Here's what corry had to say about the bread bowls (recipe at the bottom).

The bread bowl recipe is quick and easy, It’s a great recipe to have in your repertoire and a lot of fun, There’s no dishes to clean up afterwards and you get to lick the bowl as well as eat it. If you are organized, you can have it ready in time to serve up for dinner. They also freeze well for a few weeks.

This dough has a small amount of semolina added to give it a nice texture, and some fruity olive oil to make it soft, resilient and give it a good flavour. You can also add a little chilli or spice to the dough for extra favour.

I found that the recipe makes 6 bowls using 16 x 10cm diameter pyrex bowls or 8 if you use 12cm bowls . Preparation takes 30 minutes, with 60 minutes resting time and 20 to 25 minutes to bake.

Bread bowls

500g strong bread flour
20 gm course semolina
15gm fresh yeast (or 1 sachet dried)
10 gm salt
50 gm good-quality fruity olive oil
320 gm water
chilli or spice (optional for added flavour)

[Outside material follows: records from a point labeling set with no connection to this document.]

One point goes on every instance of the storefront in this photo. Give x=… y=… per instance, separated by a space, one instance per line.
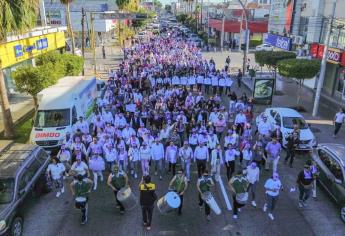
x=16 y=53
x=335 y=71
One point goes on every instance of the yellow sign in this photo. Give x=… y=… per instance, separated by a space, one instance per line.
x=17 y=51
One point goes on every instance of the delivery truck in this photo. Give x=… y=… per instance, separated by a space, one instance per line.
x=60 y=106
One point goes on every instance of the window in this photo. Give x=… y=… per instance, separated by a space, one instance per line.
x=52 y=118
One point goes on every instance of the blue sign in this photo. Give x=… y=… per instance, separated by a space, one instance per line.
x=18 y=50
x=42 y=44
x=281 y=42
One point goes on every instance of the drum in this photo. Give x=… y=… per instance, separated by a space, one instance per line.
x=167 y=203
x=211 y=202
x=80 y=202
x=127 y=198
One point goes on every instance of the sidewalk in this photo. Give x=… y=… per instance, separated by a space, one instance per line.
x=20 y=106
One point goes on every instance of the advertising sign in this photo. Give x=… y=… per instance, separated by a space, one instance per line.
x=263 y=90
x=281 y=16
x=278 y=41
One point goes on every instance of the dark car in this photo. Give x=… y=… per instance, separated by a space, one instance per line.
x=330 y=159
x=22 y=171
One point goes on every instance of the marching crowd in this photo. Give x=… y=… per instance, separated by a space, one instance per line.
x=163 y=110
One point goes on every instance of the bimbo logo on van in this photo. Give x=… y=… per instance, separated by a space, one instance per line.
x=47 y=135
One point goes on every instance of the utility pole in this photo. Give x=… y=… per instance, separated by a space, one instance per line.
x=323 y=64
x=93 y=42
x=83 y=35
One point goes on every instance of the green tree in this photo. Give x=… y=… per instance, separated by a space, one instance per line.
x=32 y=80
x=271 y=59
x=16 y=16
x=67 y=3
x=71 y=64
x=299 y=69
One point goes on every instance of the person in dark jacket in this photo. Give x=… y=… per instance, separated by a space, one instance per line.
x=292 y=143
x=147 y=199
x=304 y=181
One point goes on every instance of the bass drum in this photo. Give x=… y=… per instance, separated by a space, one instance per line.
x=168 y=202
x=127 y=198
x=211 y=202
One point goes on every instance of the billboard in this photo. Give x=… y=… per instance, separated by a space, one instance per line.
x=281 y=42
x=263 y=90
x=281 y=16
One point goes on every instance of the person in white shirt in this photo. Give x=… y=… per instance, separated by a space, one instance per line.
x=253 y=174
x=272 y=186
x=265 y=127
x=217 y=161
x=79 y=167
x=110 y=156
x=157 y=153
x=171 y=157
x=82 y=125
x=230 y=156
x=64 y=157
x=201 y=156
x=212 y=141
x=145 y=157
x=127 y=132
x=339 y=119
x=134 y=159
x=55 y=171
x=186 y=155
x=247 y=155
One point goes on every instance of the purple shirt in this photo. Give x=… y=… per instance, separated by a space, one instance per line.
x=273 y=150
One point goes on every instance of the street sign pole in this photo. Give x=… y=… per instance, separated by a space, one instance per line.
x=323 y=65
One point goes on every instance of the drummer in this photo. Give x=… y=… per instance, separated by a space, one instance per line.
x=80 y=189
x=179 y=184
x=116 y=181
x=204 y=185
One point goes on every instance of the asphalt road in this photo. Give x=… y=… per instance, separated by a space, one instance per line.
x=49 y=215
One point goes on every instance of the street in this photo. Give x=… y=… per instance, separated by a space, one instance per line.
x=49 y=215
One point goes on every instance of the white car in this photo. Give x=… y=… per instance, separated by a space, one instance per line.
x=264 y=47
x=286 y=118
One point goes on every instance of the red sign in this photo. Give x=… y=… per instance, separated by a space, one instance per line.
x=47 y=135
x=333 y=55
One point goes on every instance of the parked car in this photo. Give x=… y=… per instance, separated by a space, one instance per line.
x=330 y=160
x=22 y=170
x=287 y=118
x=264 y=47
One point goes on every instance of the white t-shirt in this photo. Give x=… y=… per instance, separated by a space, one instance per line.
x=339 y=117
x=56 y=170
x=79 y=168
x=271 y=184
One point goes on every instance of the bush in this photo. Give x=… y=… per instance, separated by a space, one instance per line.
x=69 y=63
x=299 y=68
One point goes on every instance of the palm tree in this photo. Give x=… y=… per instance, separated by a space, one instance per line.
x=67 y=3
x=16 y=16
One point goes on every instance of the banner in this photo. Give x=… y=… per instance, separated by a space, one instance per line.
x=263 y=90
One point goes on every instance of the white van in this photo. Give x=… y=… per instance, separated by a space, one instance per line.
x=59 y=107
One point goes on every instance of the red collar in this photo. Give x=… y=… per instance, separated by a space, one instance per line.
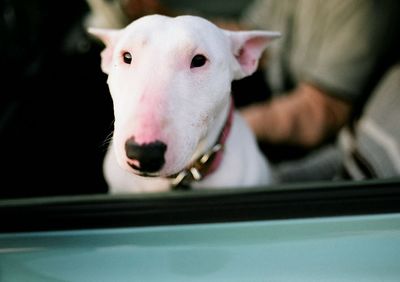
x=207 y=163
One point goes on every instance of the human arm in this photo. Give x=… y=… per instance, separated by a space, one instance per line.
x=305 y=117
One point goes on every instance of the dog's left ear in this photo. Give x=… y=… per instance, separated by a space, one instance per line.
x=108 y=37
x=247 y=47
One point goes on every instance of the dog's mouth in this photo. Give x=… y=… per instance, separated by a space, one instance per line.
x=136 y=169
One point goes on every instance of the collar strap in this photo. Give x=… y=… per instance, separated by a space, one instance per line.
x=206 y=163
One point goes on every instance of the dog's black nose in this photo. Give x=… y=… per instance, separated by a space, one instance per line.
x=148 y=157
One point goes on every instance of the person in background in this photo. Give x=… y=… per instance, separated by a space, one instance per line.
x=321 y=73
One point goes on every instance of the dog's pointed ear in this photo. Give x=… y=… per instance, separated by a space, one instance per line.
x=247 y=47
x=108 y=37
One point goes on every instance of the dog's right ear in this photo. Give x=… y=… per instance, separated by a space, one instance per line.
x=109 y=38
x=247 y=47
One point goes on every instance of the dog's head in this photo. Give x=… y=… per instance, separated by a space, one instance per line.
x=170 y=81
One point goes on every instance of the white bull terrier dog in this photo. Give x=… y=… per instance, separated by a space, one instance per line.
x=170 y=81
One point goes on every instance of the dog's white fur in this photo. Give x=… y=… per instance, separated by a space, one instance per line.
x=160 y=97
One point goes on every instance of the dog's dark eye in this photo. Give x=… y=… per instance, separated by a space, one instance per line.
x=198 y=61
x=127 y=58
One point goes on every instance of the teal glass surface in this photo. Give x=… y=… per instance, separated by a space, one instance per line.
x=357 y=248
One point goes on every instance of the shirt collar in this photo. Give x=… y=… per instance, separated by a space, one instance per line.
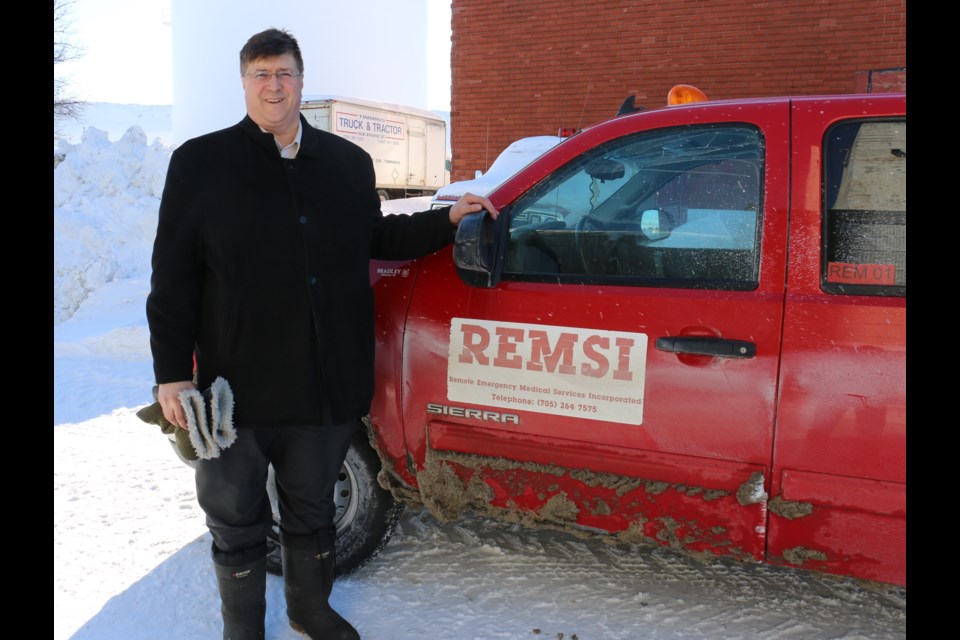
x=289 y=151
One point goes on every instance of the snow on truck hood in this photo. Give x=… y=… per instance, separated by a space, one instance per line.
x=515 y=157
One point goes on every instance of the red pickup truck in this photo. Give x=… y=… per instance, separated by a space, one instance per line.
x=686 y=328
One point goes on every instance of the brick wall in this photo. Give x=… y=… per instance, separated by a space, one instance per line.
x=528 y=67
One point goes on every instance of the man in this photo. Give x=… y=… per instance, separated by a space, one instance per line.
x=260 y=272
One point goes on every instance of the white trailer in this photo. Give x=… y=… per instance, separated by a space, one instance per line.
x=408 y=145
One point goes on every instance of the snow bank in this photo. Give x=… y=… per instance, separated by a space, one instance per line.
x=106 y=196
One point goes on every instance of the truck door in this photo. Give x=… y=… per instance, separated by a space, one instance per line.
x=621 y=376
x=839 y=475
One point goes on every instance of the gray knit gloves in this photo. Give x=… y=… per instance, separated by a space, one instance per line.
x=210 y=426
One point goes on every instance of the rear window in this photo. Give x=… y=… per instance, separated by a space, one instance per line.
x=865 y=209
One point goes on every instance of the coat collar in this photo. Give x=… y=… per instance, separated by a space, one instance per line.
x=309 y=139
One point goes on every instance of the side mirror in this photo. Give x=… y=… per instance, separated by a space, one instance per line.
x=656 y=224
x=476 y=249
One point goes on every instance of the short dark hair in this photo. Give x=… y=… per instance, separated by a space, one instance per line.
x=270 y=43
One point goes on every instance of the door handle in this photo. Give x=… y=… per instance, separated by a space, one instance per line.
x=706 y=346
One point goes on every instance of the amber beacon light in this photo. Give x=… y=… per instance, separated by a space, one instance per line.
x=685 y=94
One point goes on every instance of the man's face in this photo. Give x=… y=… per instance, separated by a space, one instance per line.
x=274 y=103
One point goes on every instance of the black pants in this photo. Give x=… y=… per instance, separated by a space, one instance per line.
x=231 y=489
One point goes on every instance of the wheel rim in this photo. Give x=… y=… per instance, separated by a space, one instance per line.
x=345 y=498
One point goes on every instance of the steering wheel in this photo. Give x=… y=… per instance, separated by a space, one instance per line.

Preheat the oven to 250˚C (500˚F). Mix together the flour and semolina and rub in the yeast as if you were making a crumble (Richard Bertinet’s method – see below for video link). If using a mixer, switch it on to the slowest speed, add salt, olive oil and water and mix for 2 minutes, then turn the speed up to the next lowest speed and mix for 6 to 7 minutes until the dough becomes smooth and elastic.

If you are kneading by hand, knead for approximately 10 to 12 minutes or until you have a nice smooth elastic ball of dough. Richard Bertinet has a unique kneading technique referred to as the French fold that can take approximately 5 to 10 minutes depending on practice. You can view his method in a online video at the Gourmet Webpage. In this video, he is actually doing sweet dough but the same technique can be used for most bread dough.

Place the dough into a bowl that has been floured, cover with a tea towel and leave in a draught free place for approximately 1 hour or until doubled in volume.

Lightly oil or spray with non-stick spray, the outside of 6 ovenproof bows (I used pyrex bowls). Turn the dough onto a lightly floured work surface and divide into 6 to 8 pieces (depending on the size of your baking bowls). Taking one piece of dough at a time and using a rolling pin, roll each piece into a circle (similar to making pizza). Shake off excess flour and shape each piece over an upturned bowl, patting into shape and pressing gently to remove air bubbles from between the dough and the bowl. Rest the dough for 10 minutes. Place the upturned bowls, two at a time, on a baking tray lined with parchment paper, then into the preheated oven. Turn the oven down to 200˚C (400˚F) and bake for 20 - 25 minutes. Remove from the oven and leave to cool for a few minutes. Using a fine-bladed knife, gently loosen the bread from the bowls and ease off. Cool on a wire rack.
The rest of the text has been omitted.